Respect for the electorate is critically important in elections. The notion that a campaign of 12 months of half-truth advertising as was run against Senator-elect Tim Kaine would be effective shows a disregard of the intelligence of the voters. The over-the-top ads created a negative attitude on the part of the electorate for the persons running the ads. For its part the Kaine campaign ran television ads for 12 weeks rather than 12 months that overwhelmingly featured the candidate speaking directly to the voters on what he intended to do in office.

Slick political mailing pieces are no longer effective. Voters can spot them instantly, and they go into the recycling bin. They are slick to the touch or some may say slimy, very colorful with a grainy photo of the opponent and a family picture of the candidate. The opponent is always a bum; the candidate has the answer to all the district’s problems. Political consultants continue to push this advertising because that’s the way it has always been done, and the consultants make lots of money on producing, printing and mailing them. In contrast, the Obama and Kaine campaigns made effective use of social media.

Demographics have changed, and no campaign showed a greater awareness of these changes and their impact on voting than did the Obama and Kaine campaigns.

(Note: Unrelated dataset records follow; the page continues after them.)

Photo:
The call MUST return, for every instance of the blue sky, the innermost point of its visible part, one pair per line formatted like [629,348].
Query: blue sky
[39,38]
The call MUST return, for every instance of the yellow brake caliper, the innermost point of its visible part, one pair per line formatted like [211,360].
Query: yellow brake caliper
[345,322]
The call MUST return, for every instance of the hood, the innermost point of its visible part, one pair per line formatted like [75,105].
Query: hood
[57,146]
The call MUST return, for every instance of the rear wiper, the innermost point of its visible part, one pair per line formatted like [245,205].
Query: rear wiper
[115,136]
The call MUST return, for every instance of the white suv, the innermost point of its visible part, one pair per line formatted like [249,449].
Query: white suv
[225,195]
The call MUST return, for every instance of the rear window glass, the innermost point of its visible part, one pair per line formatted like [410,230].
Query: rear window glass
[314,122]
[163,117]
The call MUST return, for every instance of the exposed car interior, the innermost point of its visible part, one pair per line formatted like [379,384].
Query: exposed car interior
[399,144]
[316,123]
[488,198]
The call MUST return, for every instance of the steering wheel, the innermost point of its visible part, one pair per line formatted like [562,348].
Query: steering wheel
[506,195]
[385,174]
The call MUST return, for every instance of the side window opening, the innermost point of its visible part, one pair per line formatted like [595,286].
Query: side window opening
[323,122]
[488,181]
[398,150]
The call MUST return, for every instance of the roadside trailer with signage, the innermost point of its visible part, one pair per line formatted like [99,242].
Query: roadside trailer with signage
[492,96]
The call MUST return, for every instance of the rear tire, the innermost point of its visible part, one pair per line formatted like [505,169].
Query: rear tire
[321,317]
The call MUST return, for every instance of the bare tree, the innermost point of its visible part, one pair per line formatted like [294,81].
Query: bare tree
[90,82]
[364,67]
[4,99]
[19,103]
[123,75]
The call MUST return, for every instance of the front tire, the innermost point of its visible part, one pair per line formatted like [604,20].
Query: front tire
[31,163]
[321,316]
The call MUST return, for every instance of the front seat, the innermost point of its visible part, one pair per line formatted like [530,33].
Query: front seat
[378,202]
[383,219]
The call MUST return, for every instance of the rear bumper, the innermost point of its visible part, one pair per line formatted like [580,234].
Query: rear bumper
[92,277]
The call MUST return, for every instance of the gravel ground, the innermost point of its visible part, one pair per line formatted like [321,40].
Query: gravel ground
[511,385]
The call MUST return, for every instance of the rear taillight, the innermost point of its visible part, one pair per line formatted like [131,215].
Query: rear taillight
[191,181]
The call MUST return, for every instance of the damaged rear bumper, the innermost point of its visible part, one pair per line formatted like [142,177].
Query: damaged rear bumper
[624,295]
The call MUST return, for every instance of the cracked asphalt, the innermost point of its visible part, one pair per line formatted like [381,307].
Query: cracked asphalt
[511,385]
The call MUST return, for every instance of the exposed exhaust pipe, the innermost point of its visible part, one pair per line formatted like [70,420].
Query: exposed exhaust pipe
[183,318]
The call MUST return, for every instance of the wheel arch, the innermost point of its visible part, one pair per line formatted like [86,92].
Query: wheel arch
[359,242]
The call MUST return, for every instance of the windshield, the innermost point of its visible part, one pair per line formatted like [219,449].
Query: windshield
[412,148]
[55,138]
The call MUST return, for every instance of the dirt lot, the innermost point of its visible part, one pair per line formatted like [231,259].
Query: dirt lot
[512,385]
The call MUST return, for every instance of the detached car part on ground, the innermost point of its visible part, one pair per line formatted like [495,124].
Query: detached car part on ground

Messages were tailored and directed to different constituencies very effectively. In contrast, I got about a dozen Romney mailings, including requests for contributions. Obviously, there was something wrong with their targeting.

Campaigns need to change to reflect the intelligence of the voters, who they are, and how they get their information. Voters need to be congratulated on cutting through the static of the campaigns, sticking it out in long voter lines, and electing strong leaders. But voters need to take responsibility every year for being involved. It is incongruous that the same voters who helped elect President Obama and Tim Kaine also voted for Attorney General Ken Cuccinelli and the ultraconservatives in the General Assembly who passed the anti-woman legislation last year. We have a chance to rectify those mistakes. Next year we elect another governor and House of Delegates members. If everyone who voted this year votes next year in the same way, we will have a positive change of direction in Virginia.

Ken Plum is a member of the Virginia House of Delegates.